The human mind evolved in an environment of dire poverty and extreme danger compared to that we live in today. The difference between the Pleistocene and modern society can explain many of the political problems we face today. I think one important factor is the difference in the budget constraint we face for certain goods now compared to then. It’s now the conventional wisdom that people overeat and get today because it was once adaptive to eat as much as possible, and so we have a strong motivation to seek food. People didn’t overeat because they did not have access to that much food. The marginal evolutionary benefit of food decreases as we consume more of it, and eventually becomes negative. In the environment of adaptation, though, the peak of the food-fitness funtion was never relevant, and so evolution did not take it into account. Taking a good thing to excess was not specifically programmed out, since scarcity had already taken care of it.
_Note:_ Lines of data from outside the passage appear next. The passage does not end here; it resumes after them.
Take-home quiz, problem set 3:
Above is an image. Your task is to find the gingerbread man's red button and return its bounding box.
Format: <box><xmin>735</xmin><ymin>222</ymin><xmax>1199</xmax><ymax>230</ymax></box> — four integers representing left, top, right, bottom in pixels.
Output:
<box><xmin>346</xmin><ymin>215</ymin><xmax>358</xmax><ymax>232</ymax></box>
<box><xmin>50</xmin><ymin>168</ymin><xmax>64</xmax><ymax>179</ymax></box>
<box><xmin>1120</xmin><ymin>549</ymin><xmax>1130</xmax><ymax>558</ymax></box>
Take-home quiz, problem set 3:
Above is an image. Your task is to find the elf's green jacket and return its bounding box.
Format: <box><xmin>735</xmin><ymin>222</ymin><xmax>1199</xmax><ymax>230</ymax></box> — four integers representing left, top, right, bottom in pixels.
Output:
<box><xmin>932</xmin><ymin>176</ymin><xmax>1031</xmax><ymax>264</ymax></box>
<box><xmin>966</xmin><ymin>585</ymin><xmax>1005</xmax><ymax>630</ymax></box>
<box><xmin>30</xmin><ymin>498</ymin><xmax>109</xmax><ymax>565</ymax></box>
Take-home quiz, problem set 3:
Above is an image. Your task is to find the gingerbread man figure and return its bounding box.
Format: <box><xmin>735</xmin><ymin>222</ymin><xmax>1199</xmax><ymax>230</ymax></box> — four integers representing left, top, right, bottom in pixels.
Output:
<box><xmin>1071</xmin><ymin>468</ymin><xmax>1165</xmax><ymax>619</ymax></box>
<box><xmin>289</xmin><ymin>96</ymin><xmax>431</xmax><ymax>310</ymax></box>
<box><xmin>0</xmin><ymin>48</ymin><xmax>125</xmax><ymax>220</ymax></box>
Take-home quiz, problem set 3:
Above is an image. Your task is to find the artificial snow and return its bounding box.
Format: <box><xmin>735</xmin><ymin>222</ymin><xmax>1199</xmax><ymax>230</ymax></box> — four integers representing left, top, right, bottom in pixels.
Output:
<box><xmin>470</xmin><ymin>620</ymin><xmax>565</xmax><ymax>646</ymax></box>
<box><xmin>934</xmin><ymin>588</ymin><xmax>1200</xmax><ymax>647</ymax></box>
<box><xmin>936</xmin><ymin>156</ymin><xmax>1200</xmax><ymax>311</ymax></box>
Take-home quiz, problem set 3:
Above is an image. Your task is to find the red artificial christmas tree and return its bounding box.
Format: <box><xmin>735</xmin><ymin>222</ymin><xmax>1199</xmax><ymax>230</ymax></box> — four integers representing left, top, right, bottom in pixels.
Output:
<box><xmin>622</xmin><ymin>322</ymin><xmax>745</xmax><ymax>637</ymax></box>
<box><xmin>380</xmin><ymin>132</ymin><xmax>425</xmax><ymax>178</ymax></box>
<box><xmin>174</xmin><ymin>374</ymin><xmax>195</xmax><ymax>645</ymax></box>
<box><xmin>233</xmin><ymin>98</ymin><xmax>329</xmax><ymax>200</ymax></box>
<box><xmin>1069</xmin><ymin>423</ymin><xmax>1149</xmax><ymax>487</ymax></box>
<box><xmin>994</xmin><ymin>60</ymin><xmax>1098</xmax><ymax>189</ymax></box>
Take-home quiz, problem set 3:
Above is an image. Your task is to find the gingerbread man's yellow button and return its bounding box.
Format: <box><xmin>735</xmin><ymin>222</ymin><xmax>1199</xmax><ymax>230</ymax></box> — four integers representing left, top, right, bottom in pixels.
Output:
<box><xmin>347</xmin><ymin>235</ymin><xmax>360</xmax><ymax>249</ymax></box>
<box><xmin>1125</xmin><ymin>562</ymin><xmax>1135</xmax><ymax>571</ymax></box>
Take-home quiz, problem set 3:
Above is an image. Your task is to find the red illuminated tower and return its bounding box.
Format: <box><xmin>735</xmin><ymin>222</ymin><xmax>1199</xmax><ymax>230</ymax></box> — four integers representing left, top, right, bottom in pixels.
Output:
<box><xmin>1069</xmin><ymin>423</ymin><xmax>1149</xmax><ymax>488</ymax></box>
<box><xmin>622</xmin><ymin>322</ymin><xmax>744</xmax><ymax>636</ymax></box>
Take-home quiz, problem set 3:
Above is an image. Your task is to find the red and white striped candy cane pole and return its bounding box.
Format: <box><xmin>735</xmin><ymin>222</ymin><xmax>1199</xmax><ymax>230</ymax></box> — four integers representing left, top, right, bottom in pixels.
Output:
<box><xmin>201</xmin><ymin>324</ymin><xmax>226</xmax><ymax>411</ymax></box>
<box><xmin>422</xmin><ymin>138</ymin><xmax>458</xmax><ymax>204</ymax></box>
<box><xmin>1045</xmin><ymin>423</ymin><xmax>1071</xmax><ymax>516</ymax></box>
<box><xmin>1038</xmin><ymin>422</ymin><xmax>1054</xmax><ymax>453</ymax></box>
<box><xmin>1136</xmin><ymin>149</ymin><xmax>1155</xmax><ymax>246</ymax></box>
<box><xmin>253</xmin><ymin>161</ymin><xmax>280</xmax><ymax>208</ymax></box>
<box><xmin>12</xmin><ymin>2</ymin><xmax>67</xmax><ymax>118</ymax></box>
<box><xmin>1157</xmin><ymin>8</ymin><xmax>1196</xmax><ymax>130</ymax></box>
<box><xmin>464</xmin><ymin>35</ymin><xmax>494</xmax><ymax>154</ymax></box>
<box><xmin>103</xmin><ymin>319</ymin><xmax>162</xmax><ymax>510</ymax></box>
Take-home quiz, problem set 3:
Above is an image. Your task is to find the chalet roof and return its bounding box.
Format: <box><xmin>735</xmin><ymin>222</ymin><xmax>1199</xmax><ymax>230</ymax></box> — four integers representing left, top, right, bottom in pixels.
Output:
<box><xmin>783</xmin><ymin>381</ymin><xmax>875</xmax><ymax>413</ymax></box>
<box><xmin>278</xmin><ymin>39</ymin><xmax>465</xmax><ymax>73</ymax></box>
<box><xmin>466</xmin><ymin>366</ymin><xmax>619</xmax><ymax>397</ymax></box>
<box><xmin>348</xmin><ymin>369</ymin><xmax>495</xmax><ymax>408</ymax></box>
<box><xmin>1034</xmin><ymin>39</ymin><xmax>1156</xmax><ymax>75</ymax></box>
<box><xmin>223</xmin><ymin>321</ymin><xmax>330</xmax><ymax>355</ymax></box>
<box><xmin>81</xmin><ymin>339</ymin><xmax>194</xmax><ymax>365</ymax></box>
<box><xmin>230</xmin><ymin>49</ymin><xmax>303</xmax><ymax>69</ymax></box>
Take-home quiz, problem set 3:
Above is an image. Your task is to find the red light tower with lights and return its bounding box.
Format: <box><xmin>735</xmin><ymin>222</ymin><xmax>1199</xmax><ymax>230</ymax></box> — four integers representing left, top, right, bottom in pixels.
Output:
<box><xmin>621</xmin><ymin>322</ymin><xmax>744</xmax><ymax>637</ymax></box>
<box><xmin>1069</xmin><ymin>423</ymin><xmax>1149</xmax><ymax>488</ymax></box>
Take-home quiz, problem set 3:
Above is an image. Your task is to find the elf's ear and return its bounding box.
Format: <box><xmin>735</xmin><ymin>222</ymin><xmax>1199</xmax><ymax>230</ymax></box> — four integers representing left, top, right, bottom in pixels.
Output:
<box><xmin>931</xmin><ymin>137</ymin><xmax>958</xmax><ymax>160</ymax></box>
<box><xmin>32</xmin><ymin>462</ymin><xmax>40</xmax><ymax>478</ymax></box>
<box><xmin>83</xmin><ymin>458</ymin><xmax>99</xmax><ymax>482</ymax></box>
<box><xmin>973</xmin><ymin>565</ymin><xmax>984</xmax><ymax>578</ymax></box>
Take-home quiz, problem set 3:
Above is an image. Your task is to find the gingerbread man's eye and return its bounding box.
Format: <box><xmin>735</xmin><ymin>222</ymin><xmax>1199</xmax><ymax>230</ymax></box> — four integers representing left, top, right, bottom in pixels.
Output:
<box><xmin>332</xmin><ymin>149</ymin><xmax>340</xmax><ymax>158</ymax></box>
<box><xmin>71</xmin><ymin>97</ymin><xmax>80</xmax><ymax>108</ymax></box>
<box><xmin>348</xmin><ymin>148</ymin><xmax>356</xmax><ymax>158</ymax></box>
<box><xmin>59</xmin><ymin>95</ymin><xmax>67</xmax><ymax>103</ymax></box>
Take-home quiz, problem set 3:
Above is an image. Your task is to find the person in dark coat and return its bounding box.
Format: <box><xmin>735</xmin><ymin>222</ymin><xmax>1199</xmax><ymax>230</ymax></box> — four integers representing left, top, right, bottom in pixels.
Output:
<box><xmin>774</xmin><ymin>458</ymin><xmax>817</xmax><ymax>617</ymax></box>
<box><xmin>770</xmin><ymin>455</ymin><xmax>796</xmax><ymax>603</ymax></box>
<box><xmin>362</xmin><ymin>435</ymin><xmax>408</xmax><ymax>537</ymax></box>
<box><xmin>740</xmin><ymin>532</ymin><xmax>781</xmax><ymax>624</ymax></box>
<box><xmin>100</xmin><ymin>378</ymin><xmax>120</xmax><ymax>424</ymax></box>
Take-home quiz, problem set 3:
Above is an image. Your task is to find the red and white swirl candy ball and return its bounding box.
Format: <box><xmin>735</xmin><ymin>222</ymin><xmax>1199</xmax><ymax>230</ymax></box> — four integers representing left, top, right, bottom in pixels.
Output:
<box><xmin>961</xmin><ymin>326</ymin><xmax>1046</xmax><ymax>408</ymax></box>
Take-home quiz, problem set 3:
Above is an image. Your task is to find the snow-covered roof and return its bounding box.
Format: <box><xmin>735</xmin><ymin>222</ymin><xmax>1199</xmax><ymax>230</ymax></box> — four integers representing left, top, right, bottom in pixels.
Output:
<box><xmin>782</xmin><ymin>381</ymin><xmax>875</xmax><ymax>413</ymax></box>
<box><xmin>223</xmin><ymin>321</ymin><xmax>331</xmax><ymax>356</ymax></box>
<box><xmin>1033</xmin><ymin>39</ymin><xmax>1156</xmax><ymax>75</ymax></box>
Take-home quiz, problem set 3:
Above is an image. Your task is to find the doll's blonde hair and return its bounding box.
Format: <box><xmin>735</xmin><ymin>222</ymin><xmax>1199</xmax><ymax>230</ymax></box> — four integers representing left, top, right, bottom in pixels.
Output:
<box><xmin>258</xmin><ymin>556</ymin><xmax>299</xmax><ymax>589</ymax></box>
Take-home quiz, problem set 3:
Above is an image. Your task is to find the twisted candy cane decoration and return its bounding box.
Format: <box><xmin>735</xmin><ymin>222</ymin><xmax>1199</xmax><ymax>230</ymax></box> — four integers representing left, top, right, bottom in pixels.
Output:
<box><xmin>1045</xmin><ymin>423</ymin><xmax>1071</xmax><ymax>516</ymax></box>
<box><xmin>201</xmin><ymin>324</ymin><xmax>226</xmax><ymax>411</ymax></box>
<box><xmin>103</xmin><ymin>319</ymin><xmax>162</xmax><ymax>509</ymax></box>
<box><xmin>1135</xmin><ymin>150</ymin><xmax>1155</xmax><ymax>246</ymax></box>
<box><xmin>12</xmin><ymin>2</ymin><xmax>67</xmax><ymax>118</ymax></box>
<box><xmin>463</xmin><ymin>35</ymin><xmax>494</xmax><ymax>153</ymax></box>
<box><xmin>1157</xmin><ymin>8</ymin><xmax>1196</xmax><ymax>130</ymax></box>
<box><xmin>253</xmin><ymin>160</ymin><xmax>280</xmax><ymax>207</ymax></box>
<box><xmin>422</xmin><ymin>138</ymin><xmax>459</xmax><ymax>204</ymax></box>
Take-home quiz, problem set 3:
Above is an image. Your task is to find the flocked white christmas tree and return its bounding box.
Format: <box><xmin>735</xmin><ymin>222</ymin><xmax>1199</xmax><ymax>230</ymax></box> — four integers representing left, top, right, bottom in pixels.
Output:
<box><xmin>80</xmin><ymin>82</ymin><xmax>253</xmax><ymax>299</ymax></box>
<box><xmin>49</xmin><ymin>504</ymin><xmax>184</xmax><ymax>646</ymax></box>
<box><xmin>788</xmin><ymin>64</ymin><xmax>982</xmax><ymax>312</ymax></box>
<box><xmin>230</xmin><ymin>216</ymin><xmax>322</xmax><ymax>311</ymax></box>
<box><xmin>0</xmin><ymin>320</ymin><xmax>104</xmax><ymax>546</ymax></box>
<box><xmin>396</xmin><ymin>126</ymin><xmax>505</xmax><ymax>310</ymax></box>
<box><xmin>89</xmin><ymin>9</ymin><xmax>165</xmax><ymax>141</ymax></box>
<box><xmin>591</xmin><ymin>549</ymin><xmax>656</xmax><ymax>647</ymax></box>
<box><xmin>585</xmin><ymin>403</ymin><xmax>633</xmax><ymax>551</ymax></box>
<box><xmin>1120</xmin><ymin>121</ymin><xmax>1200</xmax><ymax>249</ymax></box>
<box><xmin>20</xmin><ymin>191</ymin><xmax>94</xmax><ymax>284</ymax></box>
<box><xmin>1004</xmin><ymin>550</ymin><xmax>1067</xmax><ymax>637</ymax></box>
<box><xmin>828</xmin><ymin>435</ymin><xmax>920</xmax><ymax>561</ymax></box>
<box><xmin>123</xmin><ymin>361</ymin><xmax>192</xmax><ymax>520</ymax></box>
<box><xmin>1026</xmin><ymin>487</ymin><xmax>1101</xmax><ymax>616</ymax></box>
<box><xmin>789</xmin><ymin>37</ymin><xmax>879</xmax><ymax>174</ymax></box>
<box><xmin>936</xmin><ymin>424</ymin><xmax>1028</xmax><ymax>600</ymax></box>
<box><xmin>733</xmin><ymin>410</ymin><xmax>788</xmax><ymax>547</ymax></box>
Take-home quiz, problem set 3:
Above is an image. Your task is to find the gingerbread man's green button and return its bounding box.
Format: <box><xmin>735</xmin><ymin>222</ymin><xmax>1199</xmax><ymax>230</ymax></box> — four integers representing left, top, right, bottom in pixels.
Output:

I think there’s something similar going on with overprotective parents. My guess that the relationship between the evolutionary fitness (as well as personal lifetime wellbeing) of a child and the degree to which it is protected by its parents is, like that fitness-food function, positive and decreasing at first, but negative above some threshold. In the environment of adaptation, there were many dangers and protecting kids all the time would have been extremely costly. This could have meant that the peak of the fitness-protection function was similarly never reached, and evolution programmed us to simply protect our children whenever the costs are not overwhelmingly high. Since the world is now a much safer place, and it’s much cheaper (relative to our incomes) to keep an eye on our children with cellphones, GPS, nannies, and fortified backyards, we satiate ourselves with child-protection to a degree which ends up harming our children rather than helping them.

I’m not quite sure whether this explanation works. I don’t think it can explain the huge difference in parental behaviour between between now and twenty years ago, when child protection was almost as cheap as it is today. Wild evolutionary speculation, however, is its own reward.